Şimdi sesini gizleyen
yüzünü gizleyen
halâ hamsın biraz daha yan diyen
bir sevgilinin kimliği içindeki.
Sonra bir temmuz akşamıydı.
Tamam bitsin dedim
artık içini yollara dökme
sevgini isteyen şimdi ağlatıyor seni dedim
d i n l e t e m e d i m ...
Sen yine gittin!
Dönmek nedir bilmedin!
Sızılara yükledin gülümseyişleri
oysa umuda yaslanmış bir yürektin
oysa sen bir başınalığın temsiliydin!
Şimdi iki kişilik yalnız bir sestesin!
Zifiri bir sevda bu!
Haybeden bir düş!
Bu yüzden yüreği yamalı gecelere gizlisin
hangi bütünü seçsen
yaması geliyor eline
ve şimdi dinlemediğin kimliğin ismindesin...

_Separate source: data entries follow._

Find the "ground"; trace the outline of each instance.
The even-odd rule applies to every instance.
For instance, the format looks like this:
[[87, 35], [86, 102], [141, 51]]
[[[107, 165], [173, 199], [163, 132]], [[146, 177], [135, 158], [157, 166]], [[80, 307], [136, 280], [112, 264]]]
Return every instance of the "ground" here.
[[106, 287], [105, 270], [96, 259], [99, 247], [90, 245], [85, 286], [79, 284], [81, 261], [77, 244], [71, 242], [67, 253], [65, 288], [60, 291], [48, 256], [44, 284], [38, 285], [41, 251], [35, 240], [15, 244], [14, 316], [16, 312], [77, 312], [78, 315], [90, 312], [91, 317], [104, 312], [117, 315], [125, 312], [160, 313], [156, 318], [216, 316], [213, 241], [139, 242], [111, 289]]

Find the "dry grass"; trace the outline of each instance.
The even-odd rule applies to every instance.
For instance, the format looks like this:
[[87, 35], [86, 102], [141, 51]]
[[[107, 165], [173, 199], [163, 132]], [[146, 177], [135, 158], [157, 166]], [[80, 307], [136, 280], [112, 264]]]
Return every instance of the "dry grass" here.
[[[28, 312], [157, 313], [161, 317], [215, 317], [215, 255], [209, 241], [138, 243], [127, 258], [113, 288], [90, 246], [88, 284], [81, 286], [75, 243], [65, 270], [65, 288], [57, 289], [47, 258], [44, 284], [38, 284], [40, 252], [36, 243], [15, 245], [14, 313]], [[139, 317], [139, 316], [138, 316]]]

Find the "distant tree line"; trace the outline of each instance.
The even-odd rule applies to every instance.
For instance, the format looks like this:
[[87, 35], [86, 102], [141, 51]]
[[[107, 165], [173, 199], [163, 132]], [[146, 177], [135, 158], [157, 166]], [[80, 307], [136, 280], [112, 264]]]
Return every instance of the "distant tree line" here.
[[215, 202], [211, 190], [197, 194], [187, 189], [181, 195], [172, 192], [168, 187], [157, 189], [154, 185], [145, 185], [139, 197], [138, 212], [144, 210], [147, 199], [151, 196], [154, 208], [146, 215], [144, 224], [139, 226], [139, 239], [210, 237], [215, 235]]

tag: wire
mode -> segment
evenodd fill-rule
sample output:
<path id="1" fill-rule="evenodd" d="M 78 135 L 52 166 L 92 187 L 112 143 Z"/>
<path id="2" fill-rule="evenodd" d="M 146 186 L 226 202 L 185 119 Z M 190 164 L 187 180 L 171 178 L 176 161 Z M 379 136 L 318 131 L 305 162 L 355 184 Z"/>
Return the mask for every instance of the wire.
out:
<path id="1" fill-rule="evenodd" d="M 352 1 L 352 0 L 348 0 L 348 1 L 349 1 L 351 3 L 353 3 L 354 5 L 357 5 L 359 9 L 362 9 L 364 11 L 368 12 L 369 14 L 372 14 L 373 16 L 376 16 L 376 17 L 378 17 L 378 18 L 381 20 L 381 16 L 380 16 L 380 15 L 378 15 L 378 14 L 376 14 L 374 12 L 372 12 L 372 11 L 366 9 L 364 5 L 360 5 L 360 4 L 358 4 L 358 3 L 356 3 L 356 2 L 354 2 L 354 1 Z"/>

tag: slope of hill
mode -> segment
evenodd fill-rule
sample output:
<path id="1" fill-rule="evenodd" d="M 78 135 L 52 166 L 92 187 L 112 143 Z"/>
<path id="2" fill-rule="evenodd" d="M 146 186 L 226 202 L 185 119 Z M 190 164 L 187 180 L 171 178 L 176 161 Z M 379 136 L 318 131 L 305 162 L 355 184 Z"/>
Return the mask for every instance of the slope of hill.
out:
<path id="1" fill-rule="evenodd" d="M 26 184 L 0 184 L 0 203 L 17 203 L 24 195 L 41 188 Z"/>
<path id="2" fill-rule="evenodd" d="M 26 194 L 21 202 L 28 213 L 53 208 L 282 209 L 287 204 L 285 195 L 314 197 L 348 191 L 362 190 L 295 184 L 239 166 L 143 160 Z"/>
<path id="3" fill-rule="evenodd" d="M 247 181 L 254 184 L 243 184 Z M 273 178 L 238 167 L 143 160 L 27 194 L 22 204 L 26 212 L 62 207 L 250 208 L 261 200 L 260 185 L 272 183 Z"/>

Gizlerin vuruluyor tan yerine savaş açmış zamanların eliyle
onca anıyı nereye sığdıracaksın şimdi
varıyorsa dilin susma Züleyha söyle .!
Söyle kaçıncı matemden kalma renklerin
hangi determinist sözcükleri söylüyor dilin ?
Git Züleyha.!
Git bir daha...!
(Ne beni dinledin ne ağzını açıp tek söz söyledin!)
5.0
100% (2)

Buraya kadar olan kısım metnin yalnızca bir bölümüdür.